There’s no better sign that the vegan movement is gaining traction than that the state of Mississippi has just banned the use of “burger” or “hot dog” to describe plant-based products. Mississippi is afraid that if consumers get the idea there are attractive alternatives to ground-up cows, they might be moved to try one. One might wonder why the state of Mississippi cares about such things, but in fact Mississippi is very attuned to the needs of even its post-fetal cattle. Ha ha! Not really, just its cattle industry, not the cattle so much. And its cattle industry does not want anything cutting into its market share.

The ostensible reason for the ban is that it is too confusing for the consumer, who might assume a “vegan burger” is full of meat. And that may in fact be the case for Miss’ippi citizens, whose educational system is not, shall we say, well-done. A certain portion of the populace might be highly tempted to try a vegan burger, imagining that it is made out of shredded vegans, and about time, boy howdy. Because if there’s one thing America can agree on, it’s that vegans are annoying and should be culled, even if they’re stringy and not well-marbled. They are annoying because they share a number of well-thought-out reasons to forgo meat and meat products, from humane considerations to the existential threat to the environment from factory farming and ranching, and mostly, we don’t. We might if we thought about it a little, but there’s bacon. And cheese.

Producers of plant-based burgers and dogs believe it is unreasonable to demand that they be required to market Nut ‘N’ Lentil Pucks, and how is it the slaughterhouses get to lay claim to the burger name anyway? “Burger” is just short for “Hamburger” which is short for “Hamburg steak” and didn’t even initially include the bun, and the fair residents of Hamburg (“Hamburgers”) might well be miffed about the association; and, as well, the citizens of Sandwich, England might prefer the bread item be named after the actual fourth Earl of Sandwich, John Montagu, who invented the thing. Add in the Swiss cheese and French fries and the fact that there’s hardly a country that our president hasn’t insulted by now, and you can see we could be in a pickle, as it were.

Because if people start getting all lawsuity about this whole thing, Mississippi ranchers might be forced to sell Mashed Moo Montagu instead of hamburgers.

A whole other threat to the cattle industry comes in the form of laboratory-produced meat, or actual muscle meat grown in a lab, cell by cell, which, if quality control can be trusted to remove random tusk growths and hoof eruptions, rivals dead meat in every respect. Most people find the entire idea of lab-grown meat repulsive in a way that bloody slabs of cruelly-raised, shot-up, and tortured livestock simply does not.

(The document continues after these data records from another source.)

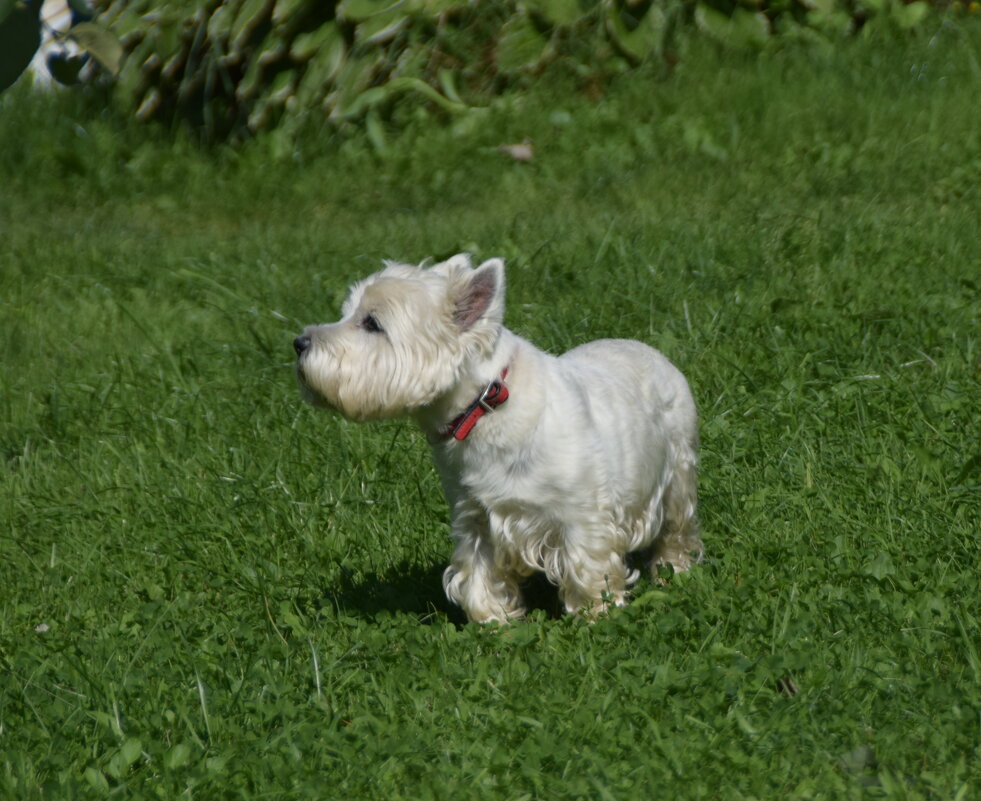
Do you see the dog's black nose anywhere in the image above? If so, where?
[293,334,310,356]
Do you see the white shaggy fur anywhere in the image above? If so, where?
[294,254,702,621]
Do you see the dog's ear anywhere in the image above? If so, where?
[451,259,504,331]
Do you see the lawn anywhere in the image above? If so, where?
[0,23,981,801]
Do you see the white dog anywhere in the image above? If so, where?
[294,254,702,622]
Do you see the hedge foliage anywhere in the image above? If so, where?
[0,0,964,145]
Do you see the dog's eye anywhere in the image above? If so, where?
[361,314,385,334]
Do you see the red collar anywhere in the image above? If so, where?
[439,367,508,442]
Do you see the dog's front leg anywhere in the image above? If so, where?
[443,503,525,623]
[558,530,627,617]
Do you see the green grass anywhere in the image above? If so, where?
[0,27,981,801]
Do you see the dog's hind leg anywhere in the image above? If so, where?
[651,443,704,575]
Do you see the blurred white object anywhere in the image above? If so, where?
[28,0,81,88]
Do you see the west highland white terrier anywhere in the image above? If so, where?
[293,254,702,622]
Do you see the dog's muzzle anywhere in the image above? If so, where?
[293,334,312,358]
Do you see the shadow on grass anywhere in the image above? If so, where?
[325,564,562,626]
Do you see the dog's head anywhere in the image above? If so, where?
[293,254,504,420]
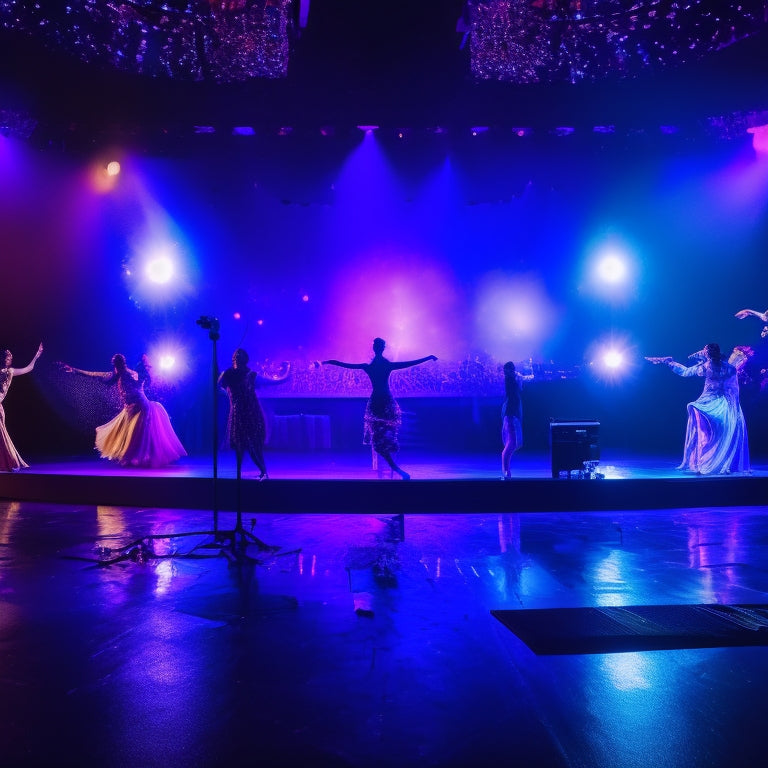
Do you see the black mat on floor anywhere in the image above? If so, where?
[491,604,768,655]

I’m not discounting that consumers can be confused by labeling. Who among us has not wondered who milks all the little almonds, or whether a beefsteak tomato needs to be cooked to an internal temperature of 145, or if soda pop is drained from someone’s actual dad?

But the stated reason for the ban is belied by its own proponents, who say that the bill “protects farmers from having to compete with products not harvested from an animal.” Because we certainly don’t want that.


Well, it’s not just me. Even the strictest vegan can recognize Bull when she sees it.